How slow the ship sailed now, apparently; and when it did blow it usually blew the wrong way, and she would have to stand off and on, or go tack and half-tack against it, like a man with one long leg and one short. But she was becalmed more than once, and this did seem dreadful. It put Archie in mind of a man going to sleep in the middle of his work, which is not at all the correct thing to do.

Well, there is nothing like a sailing ship after all for teaching one the virtue of patience; and at last Archie settled down to his sea life. He was becoming quite a sailor—as hard as the wheel-spokes, as brown as the binnacle. He was quite a favourite with the captain and officers, and with all hands fore and aft. Indeed he was very often in the forecastle or galley of an evening listening to the men’s yarns or songs, and sometimes singing a verse or two himself.

He was just beginning to think the Dugong was Vanderdecken’s ship, and that she never would make port at all, when one day at dinner he noticed that the captain was unusually cheerful.

“In four or five days more, please God,” said he, “we’ll be safe in Sydney.”
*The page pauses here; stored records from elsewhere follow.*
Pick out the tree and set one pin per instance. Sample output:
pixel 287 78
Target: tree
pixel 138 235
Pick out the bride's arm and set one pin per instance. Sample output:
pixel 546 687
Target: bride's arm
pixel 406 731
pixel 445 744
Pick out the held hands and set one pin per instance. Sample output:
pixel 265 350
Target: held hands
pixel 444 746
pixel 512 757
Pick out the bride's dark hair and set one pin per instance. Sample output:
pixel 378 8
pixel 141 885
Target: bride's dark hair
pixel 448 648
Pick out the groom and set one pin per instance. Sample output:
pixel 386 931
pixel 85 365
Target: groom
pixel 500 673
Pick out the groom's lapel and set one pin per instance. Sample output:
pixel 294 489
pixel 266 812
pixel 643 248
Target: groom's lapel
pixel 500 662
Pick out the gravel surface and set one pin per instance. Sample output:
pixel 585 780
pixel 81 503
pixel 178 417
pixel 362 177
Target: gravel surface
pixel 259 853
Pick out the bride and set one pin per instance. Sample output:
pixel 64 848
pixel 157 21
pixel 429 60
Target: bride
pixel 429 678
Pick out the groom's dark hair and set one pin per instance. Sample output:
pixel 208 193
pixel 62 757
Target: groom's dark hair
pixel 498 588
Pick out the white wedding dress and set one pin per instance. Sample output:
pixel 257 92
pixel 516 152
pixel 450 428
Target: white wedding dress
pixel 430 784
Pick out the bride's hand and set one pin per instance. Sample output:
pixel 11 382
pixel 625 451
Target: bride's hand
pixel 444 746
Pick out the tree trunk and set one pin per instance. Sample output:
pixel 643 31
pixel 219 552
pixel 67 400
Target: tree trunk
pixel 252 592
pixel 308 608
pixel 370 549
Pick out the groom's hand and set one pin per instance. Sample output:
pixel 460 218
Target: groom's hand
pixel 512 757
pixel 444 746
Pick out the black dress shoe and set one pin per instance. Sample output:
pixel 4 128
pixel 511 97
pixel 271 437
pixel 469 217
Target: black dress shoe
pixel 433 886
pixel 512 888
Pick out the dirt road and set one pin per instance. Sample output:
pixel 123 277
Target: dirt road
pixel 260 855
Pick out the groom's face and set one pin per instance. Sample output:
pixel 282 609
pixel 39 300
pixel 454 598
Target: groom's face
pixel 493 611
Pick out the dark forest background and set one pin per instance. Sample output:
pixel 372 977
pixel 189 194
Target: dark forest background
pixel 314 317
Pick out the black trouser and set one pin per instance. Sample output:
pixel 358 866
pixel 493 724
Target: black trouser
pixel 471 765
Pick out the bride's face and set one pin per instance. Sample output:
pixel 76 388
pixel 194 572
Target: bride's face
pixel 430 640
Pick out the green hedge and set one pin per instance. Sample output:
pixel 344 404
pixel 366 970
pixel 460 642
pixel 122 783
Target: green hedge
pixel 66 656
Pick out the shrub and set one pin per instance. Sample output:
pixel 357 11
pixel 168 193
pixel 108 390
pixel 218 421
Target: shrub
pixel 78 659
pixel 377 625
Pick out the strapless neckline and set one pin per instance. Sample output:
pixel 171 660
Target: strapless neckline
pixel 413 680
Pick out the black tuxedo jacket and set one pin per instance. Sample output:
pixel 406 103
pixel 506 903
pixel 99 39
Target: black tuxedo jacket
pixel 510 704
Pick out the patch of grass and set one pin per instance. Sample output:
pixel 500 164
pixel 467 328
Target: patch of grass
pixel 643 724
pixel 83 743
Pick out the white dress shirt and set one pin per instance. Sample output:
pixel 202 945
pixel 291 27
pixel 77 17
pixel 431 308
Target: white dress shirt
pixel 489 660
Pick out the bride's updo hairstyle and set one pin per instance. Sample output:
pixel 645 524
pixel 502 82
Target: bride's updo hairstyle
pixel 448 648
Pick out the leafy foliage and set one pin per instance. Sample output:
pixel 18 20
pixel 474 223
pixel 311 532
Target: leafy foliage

Archie almost wished he had not known this, for these four or five days were the longest of any he had yet passed. He had commenced to worship his patched-up idols again, and felt happier now, and more full of hope and certainty of fortune than he had done during the whole voyage.

Sometimes they sighted land. Once or twice birds flew on board—such bright, pretty birds too they looked. And birds also went wheeling and whirring about the ship—gulls, the like of which he had never seen before. They were more elegant in shape and purer in colour than ours, and their voices were clear and ringing.

Dick Whittington construed words out of the sound of the chiming bells. Therefore it is not at all wonderful that Archie was pleased to believe that some of these beautiful birds were screaming him a welcome to the land of gold.

Just at or near the end of the voyage half a gale of wind blew the ship considerably out of her course. Then the breeze went round to fair again, the sea went down, and the birds came back; and one afternoon a shout was heard from the foretop that made Archie’s heart jump for very joy.

“Land ho!”

That same evening, as the sun was setting behind the Blue Mountains, leaving a gorgeous splendour of cloud-scenery that may be equalled, but is never surpassed in any country, the Dugong sailed slowly into Sydney harbour, and cast anchor.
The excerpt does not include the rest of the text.